Agosto seguirá siendo cálido, pero con una atmósfera más dinámica
La principal diferencia respecto a junio y julio es la posición del chorro polar. El último mes del verano climatológico ha empezado con una corriente en chorro más ondulada, permitiendo que varias vaguadas alcancen la Península con mayor facilidad. Además, esto favorece la formación de tormentas más frecuentes y un calor menos persistente.

El ondulamiento del chorro polar podría mantenerse durante buena parte de agosto. Como consecuencia, se alternarían periodos de estabilidad y calor con otros marcados por la llegada de aire algo más fresco en altura, suficiente para reactivar tormentas, especialmente en el norte y el este peninsular, donde el relieve, la mayor disponibilidad de humedad y la temperatura anómalamente cálida del agua favorecen el desarrollo de la convección.

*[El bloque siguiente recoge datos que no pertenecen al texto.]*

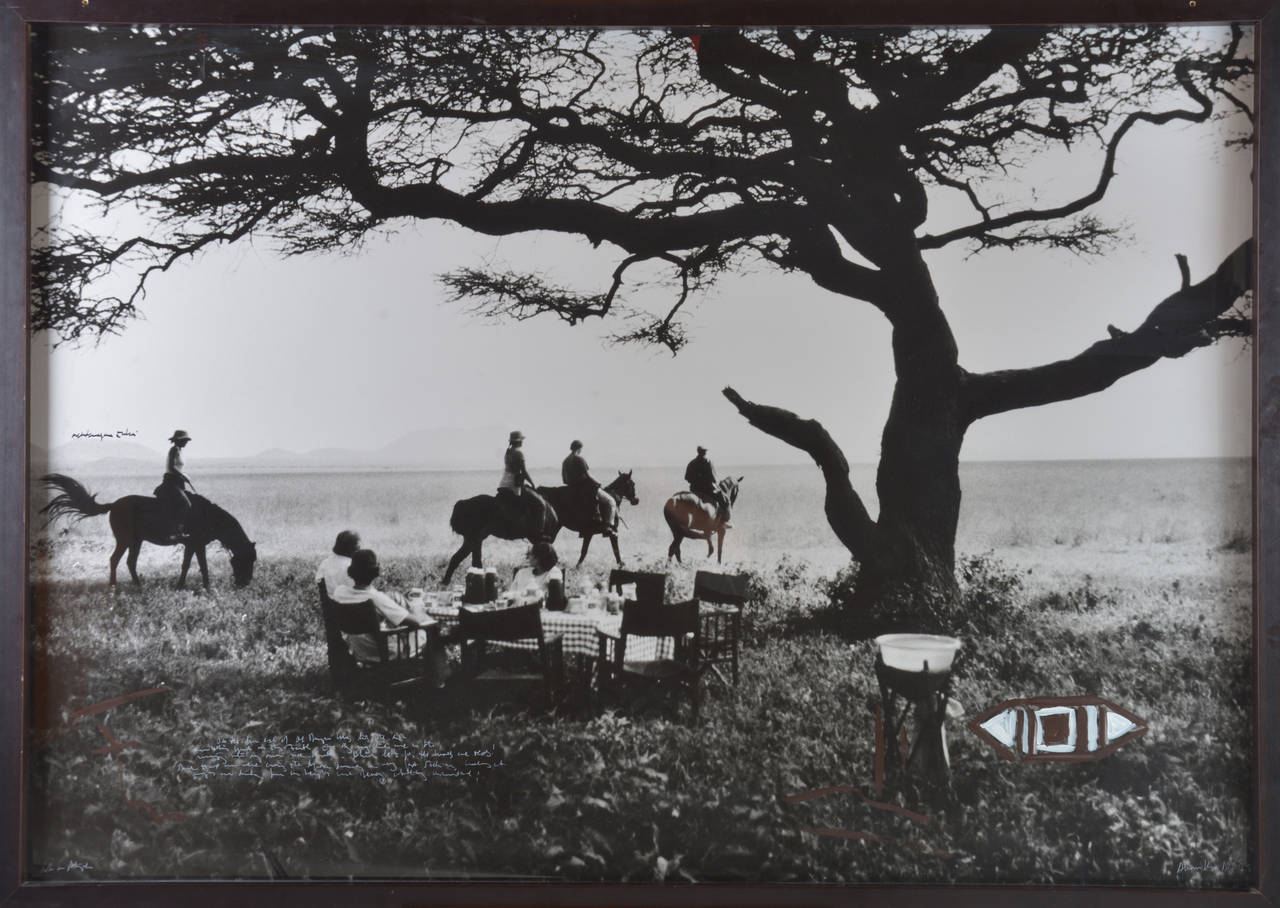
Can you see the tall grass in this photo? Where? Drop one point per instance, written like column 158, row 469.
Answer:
column 613, row 794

Aun así, las predicciones subestacionales del modelo europeo mantienen un escenario cálido para todo el mes. Las anomalías previstas indican temperaturas superiores a la media en prácticamente toda la península Ibérica, Baleares y Canarias, por lo que, aunque puedan producirse algunos descensos temporales, el ambiente es muy probable que continúe siendo más cálido de lo habitual.
Las tormentas podrían extenderse a más zonas durante la segunda quincena
Todo apunta a que los centros de acción, como el anticiclón de las Azores o la baja de Islandia, presenten una mayor movilidad. Esta situación, junto con una mayor probabilidad de descuelgues de aire frío en altura, favorecería la aparición de episodios tormentosos más organizados y extensos.
Las anomalías semanales de precipitación previstas entre el 17 y el 24 de agosto muestran valores positivos en amplias zonas de la Península y Baleares, señal de que podrían registrarse lluvias superiores a las habituales para estas fechas. Esta tendencia continúa también en las proyecciones de la semana del 24 al 31 de agosto, lo que refuerza la idea de un final de mes potencialmente más húmedo de lo normal.

Conviene recordar que este tipo de predicciones subestacionales presentan incertidumbre. A estos plazos no es posible determinar cuándo ni dónde se producirán las tormentas, sino únicamente identificar tendencias atmosféricas generales. Por ello, aunque el escenario actual resulta favorable para un final de agosto más tormentoso, será necesario seguir las próximas actualizaciones para confirmar si esta señal termina consolidándose.